Par Dany Davy Ottong Nleme, acteur politique et fils d’Owendo
Deux ans. Il aura suffi de deux ans pour qu’un projet présenté comme le symbole du renouveau municipal se transforme en chantier figé, livré aux herbes et à la poussière. À Owendo, le nouvel hôtel de ville devait incarner la promesse d’une administration à la hauteur de ses ambitions. Il n’est aujourd’hui qu’une structure suspendue, que chaque habitant croise sans plus y croire.
L’histoire, pourtant, avait bien commencé. Le 30 août 2023, la bascule institutionnelle qui a mis fin au règne d’Ali Bongo Ondimba ouvrait une séquence porteuse d’espoirs. Dans la foulée, le chef de l’État, Brice Clotaire Oligui Nguéma, alors président de la Transition, débloquait un milliard de francs CFA pour moderniser un hôtel de ville devenu trop exigu pour une commune en pleine croissance. L’autorité municipale s’engageait à ériger de nouveaux bâtiments, capables d’absorber l’augmentation des effectifs et de redonner à l’institution un cadre digne de ses missions.
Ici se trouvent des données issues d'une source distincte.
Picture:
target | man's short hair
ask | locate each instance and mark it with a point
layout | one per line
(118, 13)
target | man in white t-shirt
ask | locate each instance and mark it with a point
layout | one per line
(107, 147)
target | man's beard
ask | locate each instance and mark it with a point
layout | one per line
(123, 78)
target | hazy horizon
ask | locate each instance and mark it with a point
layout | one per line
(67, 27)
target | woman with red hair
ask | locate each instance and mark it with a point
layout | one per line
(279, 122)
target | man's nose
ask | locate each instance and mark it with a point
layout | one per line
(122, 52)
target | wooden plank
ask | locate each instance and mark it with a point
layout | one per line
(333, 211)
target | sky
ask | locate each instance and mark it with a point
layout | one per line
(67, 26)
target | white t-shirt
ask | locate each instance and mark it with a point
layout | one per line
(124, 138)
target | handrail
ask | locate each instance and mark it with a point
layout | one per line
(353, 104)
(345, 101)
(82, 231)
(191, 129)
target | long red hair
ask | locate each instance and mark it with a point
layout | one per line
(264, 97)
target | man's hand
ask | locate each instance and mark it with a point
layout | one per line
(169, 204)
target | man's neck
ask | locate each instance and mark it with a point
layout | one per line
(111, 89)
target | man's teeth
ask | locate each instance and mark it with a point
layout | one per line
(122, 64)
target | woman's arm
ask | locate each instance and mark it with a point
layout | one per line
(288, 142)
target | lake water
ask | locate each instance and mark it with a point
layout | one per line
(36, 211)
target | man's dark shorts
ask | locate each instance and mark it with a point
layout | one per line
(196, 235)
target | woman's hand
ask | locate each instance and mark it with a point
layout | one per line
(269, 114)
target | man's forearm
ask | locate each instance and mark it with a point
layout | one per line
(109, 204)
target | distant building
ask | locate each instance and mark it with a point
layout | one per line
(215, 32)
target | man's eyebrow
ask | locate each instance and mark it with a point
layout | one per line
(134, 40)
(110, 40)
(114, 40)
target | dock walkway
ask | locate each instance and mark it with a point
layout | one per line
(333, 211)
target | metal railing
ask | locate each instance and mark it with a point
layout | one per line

Sur le papier, l’ambition était limpide. Sur le terrain, la réalité raconte une toute autre histoire. Des fondations à l’arrêt. Des structures inachevées. Un chantier qui semble avoir été abandonné en cours de route. Et, plus troublant encore, explication officielle n’est lieu dire aux administrés pourquoi les travaux se sont interrompus.
C’est cette absence de réponse qui m’a poussé à prendre la plume. En tant qu’acteur politique de ma commune, je me pose la question de savoir pourquoi ces travaux sont à l’arrêt. Et en tant que fils d’Owendo, je me demande d’où vient cette malédiction. Parce qu’Owendo m’a tout donné et que je lui dois tout en retour, je m’autorise ces interrogatoires pour sa défense et son rayonnement. À quand notre 16 août, pour que ce chantier trouve enfin une fin mémorable ?
Poumon portuaire et industriel de la province de l’Estuaire, Owendo souffre depuis trop longtemps d’un déficit d’infrastructures sans rapport avec son poids économique. La rénovation de l’hôtel de ville ne relève pas du seul symbole. Elle répondait à une exigence fonctionnelle : offrir à une population et à un tissu économique en expansion une administration capable de traiter leurs dossiers dans de bonnes conditions. En restant bloqué, le chantier privé la commune d’un outil dont elle a un besoin réel et immédiat.
Je ne cherche ni coupable ni polémique. Je demande des comptes, comme tout citoyen est en droit de le faire. Il appartient désormais à l’autorité municipale de sortir du silence, de rendre compte de l’état réel d’avancement des travaux et, s’il le faut, de fixer un calendrier crédible pour leur reprise. Les habitants d’Owendo n’ont pas besoin de promesses supplémentaires. Ils attendent des explications et une date.
Car Owendo mérite mieux qu’un hôtel de ville à l’abandon.